Böylesi bir işin yürütülebilmesi, fiilen Dbeibeh hükümetinin desteğini gerektirirdi.

“Libya, Boulos gibi bir aracıyı hak etmiyor,” dedi Igtet, Massad Boulos’u kastederek. “Durum bunun için fazlasıyla hassas.”

Bu yaz, Washington’daki küçük bir grup Trump danışmanı arasında, Boulos-Trump ailesinin bir Türk milyarderin yatında bulunduğu yönündeki haberler nedeniyle kaygılar yayılmaya başladı.

Ardından Tiffany Trump ve ailesi, bir haftadan uzun süren ve Phoenix 2 ile Magna Grecia arasında gidip geldiklerini gösteren fotoğraflar ve videolar paylaştı. Kayıtlar, Magna Grecia’nın Yunan milyarder Ioannis Papalekas’ın kontrolündeki büyük bir holding grubuna ait olduğunu gösteriyor. Şirketinin enerji sektöründe de çıkarları bulunuyor.

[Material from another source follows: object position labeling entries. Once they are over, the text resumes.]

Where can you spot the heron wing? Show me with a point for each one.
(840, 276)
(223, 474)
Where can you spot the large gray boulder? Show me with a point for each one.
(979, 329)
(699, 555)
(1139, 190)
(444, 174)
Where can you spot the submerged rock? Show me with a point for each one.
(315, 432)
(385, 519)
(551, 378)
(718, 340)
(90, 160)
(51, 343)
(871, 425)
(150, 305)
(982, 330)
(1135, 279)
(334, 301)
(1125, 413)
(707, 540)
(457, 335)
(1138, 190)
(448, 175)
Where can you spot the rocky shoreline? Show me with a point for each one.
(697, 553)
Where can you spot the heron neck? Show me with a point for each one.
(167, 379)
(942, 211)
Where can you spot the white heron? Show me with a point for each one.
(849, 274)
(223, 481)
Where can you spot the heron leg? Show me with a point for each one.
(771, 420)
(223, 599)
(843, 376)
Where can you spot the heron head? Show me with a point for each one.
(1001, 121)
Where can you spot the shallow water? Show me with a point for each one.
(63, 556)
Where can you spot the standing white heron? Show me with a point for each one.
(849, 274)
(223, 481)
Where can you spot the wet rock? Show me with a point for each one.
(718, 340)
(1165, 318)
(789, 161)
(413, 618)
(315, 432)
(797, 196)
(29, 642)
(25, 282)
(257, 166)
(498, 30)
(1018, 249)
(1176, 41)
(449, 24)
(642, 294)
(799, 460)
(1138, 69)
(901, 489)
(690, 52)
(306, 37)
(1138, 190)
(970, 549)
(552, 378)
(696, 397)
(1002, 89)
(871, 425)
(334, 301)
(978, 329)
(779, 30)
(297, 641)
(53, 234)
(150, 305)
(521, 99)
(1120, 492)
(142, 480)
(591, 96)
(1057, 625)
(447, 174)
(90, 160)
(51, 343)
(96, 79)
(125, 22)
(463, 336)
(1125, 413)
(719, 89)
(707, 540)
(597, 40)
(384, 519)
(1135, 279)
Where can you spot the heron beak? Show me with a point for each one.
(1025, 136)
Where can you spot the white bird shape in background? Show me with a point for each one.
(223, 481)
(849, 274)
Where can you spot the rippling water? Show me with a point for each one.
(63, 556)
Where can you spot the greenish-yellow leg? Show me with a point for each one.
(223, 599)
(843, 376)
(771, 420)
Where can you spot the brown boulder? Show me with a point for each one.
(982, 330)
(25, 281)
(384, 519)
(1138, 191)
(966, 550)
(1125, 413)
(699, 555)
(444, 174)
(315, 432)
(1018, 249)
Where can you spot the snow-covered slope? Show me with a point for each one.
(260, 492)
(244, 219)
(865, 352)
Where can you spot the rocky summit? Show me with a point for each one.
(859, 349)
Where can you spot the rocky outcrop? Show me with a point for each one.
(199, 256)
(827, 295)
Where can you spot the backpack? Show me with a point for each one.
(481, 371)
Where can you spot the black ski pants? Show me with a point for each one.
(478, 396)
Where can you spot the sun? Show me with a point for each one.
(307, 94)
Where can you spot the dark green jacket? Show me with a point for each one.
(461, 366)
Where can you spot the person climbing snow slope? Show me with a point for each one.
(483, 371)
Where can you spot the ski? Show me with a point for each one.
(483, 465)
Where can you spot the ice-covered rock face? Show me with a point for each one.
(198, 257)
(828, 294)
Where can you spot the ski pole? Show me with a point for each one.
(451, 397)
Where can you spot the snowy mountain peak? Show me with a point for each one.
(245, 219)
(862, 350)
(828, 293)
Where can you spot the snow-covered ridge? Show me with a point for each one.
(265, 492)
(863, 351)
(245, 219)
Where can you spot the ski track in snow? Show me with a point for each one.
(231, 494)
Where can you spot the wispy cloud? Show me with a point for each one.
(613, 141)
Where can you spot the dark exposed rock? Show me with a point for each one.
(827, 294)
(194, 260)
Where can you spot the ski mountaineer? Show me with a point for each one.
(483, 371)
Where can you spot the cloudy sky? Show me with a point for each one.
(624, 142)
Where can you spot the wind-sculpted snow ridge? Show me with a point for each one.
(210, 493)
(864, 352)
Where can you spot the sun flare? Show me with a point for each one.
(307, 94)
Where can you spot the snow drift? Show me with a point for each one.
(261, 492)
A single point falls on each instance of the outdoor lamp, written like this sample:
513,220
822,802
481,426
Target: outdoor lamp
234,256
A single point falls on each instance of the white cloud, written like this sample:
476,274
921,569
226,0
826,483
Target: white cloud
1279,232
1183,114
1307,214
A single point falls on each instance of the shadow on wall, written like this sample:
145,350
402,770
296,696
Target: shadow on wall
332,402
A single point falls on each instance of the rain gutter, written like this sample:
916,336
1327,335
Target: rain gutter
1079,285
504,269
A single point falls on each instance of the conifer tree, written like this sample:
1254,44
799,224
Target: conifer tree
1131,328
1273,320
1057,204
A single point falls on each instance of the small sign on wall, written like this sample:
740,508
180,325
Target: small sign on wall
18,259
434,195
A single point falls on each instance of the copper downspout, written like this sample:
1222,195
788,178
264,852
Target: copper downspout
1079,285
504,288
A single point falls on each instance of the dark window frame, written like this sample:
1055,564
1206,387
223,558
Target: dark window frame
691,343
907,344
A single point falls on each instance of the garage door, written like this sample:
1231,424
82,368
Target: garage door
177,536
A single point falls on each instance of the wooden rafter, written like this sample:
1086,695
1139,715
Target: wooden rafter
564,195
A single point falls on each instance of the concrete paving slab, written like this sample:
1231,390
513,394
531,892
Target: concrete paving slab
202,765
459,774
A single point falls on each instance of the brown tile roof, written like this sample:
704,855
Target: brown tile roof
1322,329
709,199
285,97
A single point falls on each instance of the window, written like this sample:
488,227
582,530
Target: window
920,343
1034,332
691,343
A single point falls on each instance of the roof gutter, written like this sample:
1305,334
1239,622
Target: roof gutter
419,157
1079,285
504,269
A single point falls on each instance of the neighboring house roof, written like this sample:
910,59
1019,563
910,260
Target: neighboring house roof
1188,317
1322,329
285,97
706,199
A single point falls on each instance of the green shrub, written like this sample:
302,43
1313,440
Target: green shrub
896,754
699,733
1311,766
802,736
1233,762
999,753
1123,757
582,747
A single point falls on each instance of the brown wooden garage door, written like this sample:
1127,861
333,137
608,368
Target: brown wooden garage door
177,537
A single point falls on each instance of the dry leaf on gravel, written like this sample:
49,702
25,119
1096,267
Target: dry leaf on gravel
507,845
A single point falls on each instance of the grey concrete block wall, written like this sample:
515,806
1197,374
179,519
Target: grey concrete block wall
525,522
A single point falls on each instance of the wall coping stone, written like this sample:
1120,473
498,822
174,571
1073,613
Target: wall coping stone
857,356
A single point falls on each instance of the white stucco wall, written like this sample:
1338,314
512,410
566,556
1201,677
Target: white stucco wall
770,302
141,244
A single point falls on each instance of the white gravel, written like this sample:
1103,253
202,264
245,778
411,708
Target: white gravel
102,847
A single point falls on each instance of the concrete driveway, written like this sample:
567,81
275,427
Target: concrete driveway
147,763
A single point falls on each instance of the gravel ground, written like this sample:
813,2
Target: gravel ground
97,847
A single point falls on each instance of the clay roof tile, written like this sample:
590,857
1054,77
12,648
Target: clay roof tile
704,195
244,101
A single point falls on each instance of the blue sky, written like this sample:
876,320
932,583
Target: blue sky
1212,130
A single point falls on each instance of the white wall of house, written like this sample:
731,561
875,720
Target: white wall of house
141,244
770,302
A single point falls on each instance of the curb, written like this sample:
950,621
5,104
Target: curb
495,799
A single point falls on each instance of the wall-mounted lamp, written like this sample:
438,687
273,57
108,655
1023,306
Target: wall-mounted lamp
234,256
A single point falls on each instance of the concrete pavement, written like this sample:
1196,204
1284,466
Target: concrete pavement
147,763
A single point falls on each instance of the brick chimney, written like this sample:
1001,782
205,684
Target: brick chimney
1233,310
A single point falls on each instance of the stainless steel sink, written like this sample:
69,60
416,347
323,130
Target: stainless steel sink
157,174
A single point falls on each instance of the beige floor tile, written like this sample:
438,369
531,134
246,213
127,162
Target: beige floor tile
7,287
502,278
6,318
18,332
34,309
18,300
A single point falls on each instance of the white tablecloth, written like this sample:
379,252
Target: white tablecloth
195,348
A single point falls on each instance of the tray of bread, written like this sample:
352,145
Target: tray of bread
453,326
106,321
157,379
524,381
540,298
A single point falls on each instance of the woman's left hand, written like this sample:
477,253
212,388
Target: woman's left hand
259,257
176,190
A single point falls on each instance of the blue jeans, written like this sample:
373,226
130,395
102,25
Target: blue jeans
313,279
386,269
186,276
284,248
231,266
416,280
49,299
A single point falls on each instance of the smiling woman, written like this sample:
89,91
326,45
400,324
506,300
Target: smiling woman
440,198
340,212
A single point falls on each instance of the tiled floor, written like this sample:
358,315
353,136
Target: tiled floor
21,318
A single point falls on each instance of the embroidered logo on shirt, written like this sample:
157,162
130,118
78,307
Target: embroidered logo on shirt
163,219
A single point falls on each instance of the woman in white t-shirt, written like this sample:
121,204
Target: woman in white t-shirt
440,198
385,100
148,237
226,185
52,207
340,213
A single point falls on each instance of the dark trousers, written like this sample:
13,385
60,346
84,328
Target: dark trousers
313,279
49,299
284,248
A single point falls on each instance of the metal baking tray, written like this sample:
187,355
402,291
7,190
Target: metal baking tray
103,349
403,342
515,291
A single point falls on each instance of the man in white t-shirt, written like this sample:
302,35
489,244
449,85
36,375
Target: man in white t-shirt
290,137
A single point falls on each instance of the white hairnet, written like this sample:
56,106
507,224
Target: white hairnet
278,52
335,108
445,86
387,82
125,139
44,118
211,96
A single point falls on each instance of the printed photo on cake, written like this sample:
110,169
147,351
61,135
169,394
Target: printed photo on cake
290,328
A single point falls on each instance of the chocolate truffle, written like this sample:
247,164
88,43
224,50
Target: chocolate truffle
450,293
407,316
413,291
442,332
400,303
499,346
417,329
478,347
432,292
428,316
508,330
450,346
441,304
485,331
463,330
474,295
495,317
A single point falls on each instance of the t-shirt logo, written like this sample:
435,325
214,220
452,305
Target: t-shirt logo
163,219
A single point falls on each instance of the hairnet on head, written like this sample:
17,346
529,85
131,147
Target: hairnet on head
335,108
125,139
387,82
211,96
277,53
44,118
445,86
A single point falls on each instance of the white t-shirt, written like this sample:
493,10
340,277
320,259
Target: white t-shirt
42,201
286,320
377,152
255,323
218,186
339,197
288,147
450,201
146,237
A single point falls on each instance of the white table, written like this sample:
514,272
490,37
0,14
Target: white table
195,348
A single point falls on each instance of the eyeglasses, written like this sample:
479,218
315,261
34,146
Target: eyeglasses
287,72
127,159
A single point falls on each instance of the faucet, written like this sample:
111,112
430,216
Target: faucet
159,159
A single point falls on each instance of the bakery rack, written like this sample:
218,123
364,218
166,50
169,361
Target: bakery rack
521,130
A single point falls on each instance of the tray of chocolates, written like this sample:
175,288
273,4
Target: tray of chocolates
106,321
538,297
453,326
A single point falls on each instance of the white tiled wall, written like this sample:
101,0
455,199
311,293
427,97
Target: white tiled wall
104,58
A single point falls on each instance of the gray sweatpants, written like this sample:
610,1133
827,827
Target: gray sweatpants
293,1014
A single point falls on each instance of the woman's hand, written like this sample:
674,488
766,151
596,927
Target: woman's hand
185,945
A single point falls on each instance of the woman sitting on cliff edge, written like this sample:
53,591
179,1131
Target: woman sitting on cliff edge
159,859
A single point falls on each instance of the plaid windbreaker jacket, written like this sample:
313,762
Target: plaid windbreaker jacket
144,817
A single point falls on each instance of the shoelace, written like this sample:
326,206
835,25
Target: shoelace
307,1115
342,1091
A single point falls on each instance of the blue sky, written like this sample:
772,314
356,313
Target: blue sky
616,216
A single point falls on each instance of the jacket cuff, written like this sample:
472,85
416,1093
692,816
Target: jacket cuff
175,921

Phoenix 2’nin operasyonlarıyla ilgili bir kişi, isminin gizli kalması koşuluyla konuşarak, Boulos-Trump ailesinin Bayegan ailesine yat için herhangi bir ödeme yapmadığını söyledi. Bu büyüklükte yatların sahipleri, genellikle arkadaşlarına, iş çevrelerine ve onların misafirlerine ücretsiz erişim imkanı sağlıyor.

Tam olarak ne zaman Phoenix 2’ye bindikleri ve geceyi geçirip geçirmedikleri belirsiz. Ancak gemi izleme sitelerindeki dijital veriler ve Trump ailesinin sosyal medya paylaşımları, en azından 17-27 Temmuz tarihleri arasında gemide vakit geçirdiklerini ortaya koyuyor.

Magna Grecia’nın sahibi Papalekas, aynı zamanda St. Marguerite Adası’ndaki özel bir mülkü işleten şirketin de çoğunluk hissesine sahip. Le Grand Jardin olarak bilinen bu mülk, bir dönem XIV. Louis’in evi olmuştu ve haftalık 290 bin dolara kadar kiralanabiliyor. Fotoğraflar, Tiffany Trump ile annesi Marla Maples’ın yat gezisi sırasında burada da vakit geçirdiğini gösteriyor.

Papalekas’a ulaşılamadı. Şirketinin Kıbrıslı avukatları soruları aldı ancak yanıt vermedi.

24 Temmuz’da, Massad Boulos’un Libyalı yetkililerle petrol üretiminin artırılmasını görüştükten bir gün sonra, Tiffany Trump eşinin fotoğrafını Monako Yat Kulübü’nde demirli Phoenix 2’nin güvertesinde çekti.